The Rh factor (also called D-antigen) is a protein that can either be present or absent on the surface of your red blood cells. It is found in all rhesus monkeys, thus the name Rh. Most people have it too, but some do not. Whether a person is Rh factor positive (D-positive) or negative depends on how the genes were passed down from his or her parents. If either parent is Rh positive, the baby may be Rh positive or negative. If both parents are Rh negative, the baby will also be Rh negative. All pregnant women will be tested for Rh status during routine bloodwork taken early in pregnancy. New tests are available to assess the fetus’ Rh status by measuring “cell-free DNA” in the mother’s blood. This testing is becoming more and more common.
Problems can arise if the mother is Rh-negative, and the baby is Rh-positive. Because the mother does not have this particular protein in her body, her immune system will perceive it as a foreign and possibly harmful substance. Once she is exposed to Rh-positive blood (as fetal cells move through her system during pregnancy or at the delivery), her body will make antibodies that can ‘attack’ the Rh protein. She is then said to be ‘Rh-sensitized’. In most cases, this sensitization will not happen until delivery, in a first pregnancy. It is the subsequent pregnancies that are of concern.
The antibodies from an Rh-sensitized mother can cross the placenta and enter the fetal blood stream. These antibodies then destroy some of the baby’s blood cells and cause fetal anemia, which is called Rh disease. Since the job of red blood cells is to carry oxygen around the body, Rh disease is quite serious.

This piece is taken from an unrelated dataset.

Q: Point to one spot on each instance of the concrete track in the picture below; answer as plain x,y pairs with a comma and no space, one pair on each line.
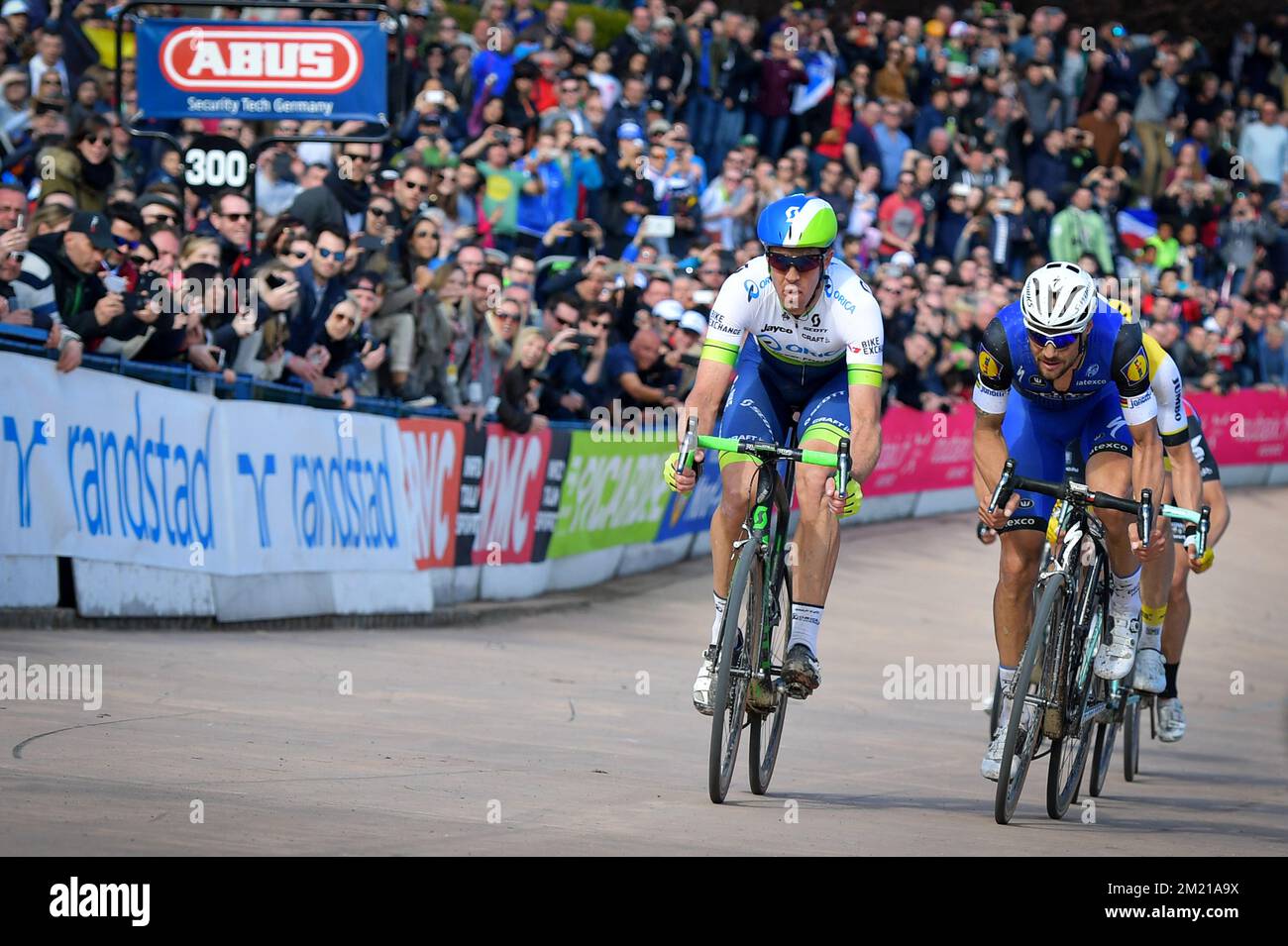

If you have Rh-negative blood and do not already have antibodies for Rh-factor, you will be given an injection of Rh immunoglobulin (also called RhoGAM, WinRho, or anti-D immunoglobulin) at about 28 weeks gestation. This prevents sensitization in 99% of women so that your body will not form antibodies to the baby’s Rh factor. An Rh immunoglobulin shot may be given if you have any vaginal bleeding during your pregnancy or if you require amniocentesis. You will also be given Rh immunoglobulin again within 72 hours after delivery if your baby is found to be Rh positive. Finally, if you are Rh negative, the baby’s father can be tested for his Rh status. if he is Rh negative then there is no need for you to receive treatment. Further, if a cell-free DNA test of your blood shows that your baby is also Rh-negative, you will not require treatment.
If you are Rh-sensitized (have formed antibodies), your baby will have regular testing to assess the extent of Rh disease. Some babies do not require any treatments. If the baby is suffering from Rh disease sometimes early delivery of the baby may be recommended. In the most severe cases, if the baby is not old enough to be delivered, the baby can be treated with a blood transfusion while still in the uterus. This is very rare.